In case (4), we might not have VM_MIXEDMAP set: while fs/fuse/dax.c sets
VM_MIXEDMAP, we removed it for ext4 fsdax in commit e1fb4a086495 ("dax:
remove VM_MIXEDMAP for fsdax and device dax") and for XFS in commit
e1fb4a086495 ("dax: remove VM_MIXEDMAP for fsdax and device dax").

Without CONFIG_ARCH_HAS_PTE_SPECIAL and with VM_MIXEDMAP, vm_normal_page()
would currently return the zeropage. We'll refcount the zeropage when
mapping and when unmapping.

Without CONFIG_ARCH_HAS_PTE_SPECIAL and without VM_MIXEDMAP,
vm_normal_page() would currently refuse to return the zeropage.
So we'd refcount it when mapping but not when unmapping it ... do we
have fsdax without CONFIG_ARCH_HAS_PTE_SPECIAL in practice? Hard to
tell.

Independent of that, we should never refcount the zeropage when we might
be holding that reference for a long time, because even without an
accounting imbalance we might overflow the refcount. As there is interest
in using the zeropage also in other VM_MIXEDMAP mappings, let's add clean
support for that in the cases where it makes sense:

(A) Never refcount the zeropage when mapping it:

In insert_page(), special-case the zeropage, do not refcount it, and
use pte_mkspecial(). Don't involve insert_pfn(), adjusting insert_page()
looks cleaner than branching off to insert_pfn().

(B) Never refcount the zeropage when unmapping it:

In vm_normal_page(), also don't return the zeropage in a
VM_MIXEDMAP mapping without CONFIG_ARCH_HAS_PTE_SPECIAL. Add a
VM_WARN_ON_ONCE() sanity check if we'd ever return the zeropage,
which could happen if someone forgets to set pte_mkspecial() when
mapping the zeropage. Document that.

(C) Allow the zeropage only where reasonable

s390x never wants the zeropage in some processes running legacy
KVM guests that make use of storage keys. So disallow that.

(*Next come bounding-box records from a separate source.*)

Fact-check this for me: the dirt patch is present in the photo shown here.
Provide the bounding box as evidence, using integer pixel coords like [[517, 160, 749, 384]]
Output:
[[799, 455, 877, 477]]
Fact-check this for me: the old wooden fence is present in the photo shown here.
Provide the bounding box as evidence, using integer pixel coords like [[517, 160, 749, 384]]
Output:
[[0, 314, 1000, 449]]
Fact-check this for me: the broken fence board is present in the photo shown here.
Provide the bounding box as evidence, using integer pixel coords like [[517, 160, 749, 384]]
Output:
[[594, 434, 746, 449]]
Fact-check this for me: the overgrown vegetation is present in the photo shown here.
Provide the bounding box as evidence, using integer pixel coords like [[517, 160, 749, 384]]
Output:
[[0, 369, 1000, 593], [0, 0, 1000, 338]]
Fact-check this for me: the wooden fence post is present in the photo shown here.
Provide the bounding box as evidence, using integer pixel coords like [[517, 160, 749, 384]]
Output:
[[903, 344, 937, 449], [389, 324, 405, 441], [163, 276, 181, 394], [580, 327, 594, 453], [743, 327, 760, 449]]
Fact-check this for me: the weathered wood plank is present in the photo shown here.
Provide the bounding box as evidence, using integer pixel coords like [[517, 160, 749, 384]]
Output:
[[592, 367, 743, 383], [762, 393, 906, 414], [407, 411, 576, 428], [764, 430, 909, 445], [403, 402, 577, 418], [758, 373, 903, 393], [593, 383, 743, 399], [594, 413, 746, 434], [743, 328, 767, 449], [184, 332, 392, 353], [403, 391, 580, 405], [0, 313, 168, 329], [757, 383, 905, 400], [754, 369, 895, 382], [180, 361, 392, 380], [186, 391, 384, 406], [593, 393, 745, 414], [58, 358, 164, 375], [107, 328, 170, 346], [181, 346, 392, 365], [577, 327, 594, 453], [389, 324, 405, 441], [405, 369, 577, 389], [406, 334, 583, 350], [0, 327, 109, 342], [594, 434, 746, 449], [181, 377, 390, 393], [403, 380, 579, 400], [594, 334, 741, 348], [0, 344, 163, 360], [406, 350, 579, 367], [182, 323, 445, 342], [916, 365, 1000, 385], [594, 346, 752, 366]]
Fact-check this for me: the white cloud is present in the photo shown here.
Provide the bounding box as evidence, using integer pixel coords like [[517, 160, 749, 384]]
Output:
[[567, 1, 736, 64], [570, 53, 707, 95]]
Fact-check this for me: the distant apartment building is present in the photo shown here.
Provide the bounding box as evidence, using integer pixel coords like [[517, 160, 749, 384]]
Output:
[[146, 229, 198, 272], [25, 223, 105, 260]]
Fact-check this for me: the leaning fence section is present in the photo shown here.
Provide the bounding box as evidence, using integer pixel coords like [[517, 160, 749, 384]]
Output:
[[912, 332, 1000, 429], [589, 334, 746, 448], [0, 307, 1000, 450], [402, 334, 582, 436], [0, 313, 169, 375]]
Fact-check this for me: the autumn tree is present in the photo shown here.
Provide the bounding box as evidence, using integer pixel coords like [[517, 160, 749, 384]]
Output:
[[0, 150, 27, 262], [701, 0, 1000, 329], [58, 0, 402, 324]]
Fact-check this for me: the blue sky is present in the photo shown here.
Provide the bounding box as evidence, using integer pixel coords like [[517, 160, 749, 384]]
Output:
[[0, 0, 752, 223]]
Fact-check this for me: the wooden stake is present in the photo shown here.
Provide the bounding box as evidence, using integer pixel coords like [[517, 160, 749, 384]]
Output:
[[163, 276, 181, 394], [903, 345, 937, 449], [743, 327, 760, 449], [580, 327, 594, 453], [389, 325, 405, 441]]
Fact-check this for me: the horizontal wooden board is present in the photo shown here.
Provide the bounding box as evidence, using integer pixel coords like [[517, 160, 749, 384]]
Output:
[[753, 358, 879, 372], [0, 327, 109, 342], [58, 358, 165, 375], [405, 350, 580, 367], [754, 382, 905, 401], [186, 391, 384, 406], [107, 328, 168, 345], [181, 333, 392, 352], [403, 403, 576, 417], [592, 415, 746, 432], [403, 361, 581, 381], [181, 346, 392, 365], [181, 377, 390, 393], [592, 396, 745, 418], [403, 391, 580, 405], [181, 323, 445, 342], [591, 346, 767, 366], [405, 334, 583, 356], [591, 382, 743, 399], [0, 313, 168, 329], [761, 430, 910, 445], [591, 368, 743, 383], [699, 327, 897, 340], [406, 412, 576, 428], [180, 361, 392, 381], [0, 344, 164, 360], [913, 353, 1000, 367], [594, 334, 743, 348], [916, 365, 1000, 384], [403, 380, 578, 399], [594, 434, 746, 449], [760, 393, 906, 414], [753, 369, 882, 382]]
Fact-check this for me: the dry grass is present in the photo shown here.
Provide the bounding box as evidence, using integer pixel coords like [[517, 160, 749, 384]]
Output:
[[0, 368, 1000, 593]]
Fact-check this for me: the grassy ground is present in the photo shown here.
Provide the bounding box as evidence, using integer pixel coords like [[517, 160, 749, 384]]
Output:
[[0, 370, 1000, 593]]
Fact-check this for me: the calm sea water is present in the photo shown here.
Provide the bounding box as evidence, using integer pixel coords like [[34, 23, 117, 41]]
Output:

Further, using the zeropage in COW mappings is unproblematic (just what
we do for other COW mappings), because FAULT_FLAG_UNSHARE can just
unshare it and GUP with FOLL_LONGTERM would work as expected.

Similarly, mappings that can never have writable PTEs (implying no
write faults) are also not problematic, because nothing could end
up mapping the PTE writable by mistake later. But in case we could have
writable PTEs, we'll only allow the zeropage in FSDAX VMAs, that
are incompatible with GUP and are blocked there completely.

We'll always require the zeropage to be mapped with pte_special().
GUP-fast will reject the zeropage that way, but GUP-slow will allow
it. (Note that GUP does not refcount the zeropage with FOLL_PIN,
because there were issues with overflowing the refcount in the past).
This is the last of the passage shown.